All donations; grapes, chocs, cans of coke and cheques from wealthy admirers gratefully received. Don’t bother with flowers and ffs no bloody wreaths!

ps… Before I go, I shall publish our anniversary blog.
pps. I know I shall not be alone in there! Thank you R… Blesséd be!

Wednesday, February 07, 2007

Is it a year?

In early February 1974, I was having dinner with Iris and suddenly she looked at me and gave me a sort of dreamy smile. I asked what she was thinking and she said she was remembering all the things we had done together last year. We talked about our stumbling steps to build up a relationship and how it had changed from a chance encounter to a committed partnership. We had both changed over the last twelve months. We had become part of each other and we were as near to being man and wife as we possibly could be.
We had done quite a lot last year as events in my blog has shown. Iris had been to places she never thought she would see and I had taken a great delight in taking her there. We had been to Cornwall, East Anglia and Scotland for holidays and I had taken her all over Derbyshire for several weekends. I had introduced her to friends both personal and those from work. She had a wardrobe full of dresses and clothes she would have never dreamed of wearing at one time. I remember her reaching out her hand across the table to take mine. She said, “It will soon be St. Valentine’s Day; do you remember?”
I asked her “How could I possibly forget?” That was the time we had first made love; it was in front of the open fire. I told her that we would make St. Valentine’s Day our official anniversary, which we did every year from then on. Even now, 26 years after her death, I still remember it.

Saturday, February 03, 2007

A promise made; a promise kept #1

A promise made…
About three months ago, a young friend of mine left home for a new life in the US. I was worried about what she would find there away from her usual habitat.
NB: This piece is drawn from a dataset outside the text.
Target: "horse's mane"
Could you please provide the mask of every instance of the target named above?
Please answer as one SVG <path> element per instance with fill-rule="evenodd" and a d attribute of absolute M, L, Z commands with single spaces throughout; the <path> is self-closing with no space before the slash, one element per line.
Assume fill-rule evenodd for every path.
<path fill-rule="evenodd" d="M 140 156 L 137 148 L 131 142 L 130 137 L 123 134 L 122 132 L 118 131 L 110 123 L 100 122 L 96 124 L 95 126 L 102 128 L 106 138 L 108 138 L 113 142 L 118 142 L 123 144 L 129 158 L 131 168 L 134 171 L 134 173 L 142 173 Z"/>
Fortunately, she is now living with a caring family who look upon her as their daughter.
She said that she had to get away from home and three days after her 16th birthday, she travelled half-way round the world on her own to start afresh. She left secretly early one morning, took a train to the airport and then on to New York where she had to get another flight to her destination. She did this unaided by her family and personally, I thought it was a fine example of initiative.
Before she went, I promised her that I would always be there if she needed anything and we are regularly in touch via the Internet and ‘phone. She left this country with one suitcase and £85 in her pocket; no mean achievement for such a young girl!
I do not wish to go into the ‘why’s and wherefores’ of her leaving home. Suffice it to say that she is far happier where she is now than at any previous time in her life.
There is, however, a down side at the moment. There are those who would not wish to see her succeed in trying to forge a new life and they are a constant thorn in her side. This young girl was the victim of abuse from a very early age and her only hope of release was to move away from the past. It hasn’t taken her long to become part of her new community and she is being warmly accepted by them.
All she wants to do now is to get on with her life in a stable and loving environment. All I want is for her to be happy and safe and I am determined to do anything it takes to see that she has every chance of rebuilding her shattered life!